Sin embargo, un solo lugar emblemático de la geografía mexicana se le negó, literalmente, a Juan Pablo II: el Cerro del Cubilete, coronado por el monumento a Cristo Rey. Se trata del corazón geográfico de México y el sitio de peregrinaciones más socorrido por los que han recogido la estafeta de la cristiada. En la capilla que está debajo de la colosal figura de Cristo Rey, dos jaculatorias, escritas por don Manuel Urquiza y Figueroa, hacendado de Querétaro, y aprobadas por el Papa Pío XI, resumen tanto los fervores como los recuerdos de los cristeros: Sagrado Corazón de Jesús, perdónanos y sé nuestro Rey; Santa María de Guadalupe, Reina de México, ruega por tu nación.

Los cristeros morían —como los mártires de la persecución religiosa propiciada por el Gobierno de Plutarco Elías Calles (1924-1928)— gritando ¡Viva Cristo Rey! y ¡Viva Santa María de Guadalupe! No fueron pocos: se calcula que, en ese conflicto religioso (el pueblo fiel no soportó que le cerraran las iglesias y que lo dejaran sin los sacramentos), entre ambas partes, el ejército federal y los cristeros, murieron cerca de 250 mil personas. Los números jamás se conocerán. Sigue siendo altamente peligroso hablar en México de la cristiada. El poder político piensa que hacerlo puede levantar, otra vez, al conservadurismo. Por eso, y por su arrastre, los Gobiernos del Partido Revolucionario Institucional (PRI) no permitieron a Juan Pablo II ir a celebrar donde ahora sí irá Benedicto XVI: a los pies de Cristo Rey, en el cerro del Cubilete.

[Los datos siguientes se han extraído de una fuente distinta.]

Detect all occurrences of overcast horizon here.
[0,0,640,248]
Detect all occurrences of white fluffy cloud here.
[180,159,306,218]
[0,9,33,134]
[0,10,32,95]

Un Viaje para relanzar Aparecida
Casi cinco años después del pentecostés de la Iglesia iberoamericana y del Caribe, que fue la V Asamblea General del CELAM en Aparecida, Brasil, el Papa Benedicto XVI ha decidido visitar México y Cuba, entre otras cosas, para relanzar lo que de esa Asamblea General surgió: la necesidad de ser discípulos y misioneros de Jesucristo, para que los pueblos del subcontinente tengan vida, y la tengan en abundancia.
La Misión Continental tiene en México una prueba de fuego: un país mayoritariamente católico que, en los últimos diez años, ha visto fugarse hacia otras denominaciones religiosas un 5 % de antiguos fieles, pasando del 87 al 82 % el porcentaje de católicos en el país. El cambio de época del que habló el documento final de Aparecida, también le llegó a un pueblo cuya historia —diría el exiliado español José Moreno Villa— está en pie, en la que nada muere y en la que el tiempo pasado no ha pasado: se ha parado.
En palabras del presidente de la Conferencia Episcopal Mexicana, monseñor Carlos Aguiar Retes, la Iglesia en México necesita, le urge, la conversión pastoral a la que llama Aparecida. Se había vuelto clientelar, vivía de su indudable prestigio (todas las encuestas sobre percepción de confianza institucional, entre la población abierta, dan a la Iglesia católica como la institución que inspira mayor confianza a los mexicanos) y corría peligro de encapsularse en la mera administración de los sacramentos. La misión permanente, el volverse discípulos y misioneros de Jesús, abre una oportunidad de trabajar, no ya en tierras de misión, o en la misión ad gentes, sino en la propia nación. Estados como Chiapas y Tabasco apenas rondan el 60 % de católicos entre su población…
De ahí la importancia del mensaje de Benedicto XVI en momentos difíciles (por la violencia y el inicio de campañas políticas para las elecciones generales del 1 de julio próximo) de México y de la Iglesia católica. Desde la montaña de Cristo Rey, el Vicario de Cristo habrá de retomar, con el vigor intelectual que le caracteriza, la consigna que dejó Juan Pablo II a la nación azteca: «¡México, siempre fiel!» No será cuestión de un eslogan inspirador, sino del futuro del catolicismo en América.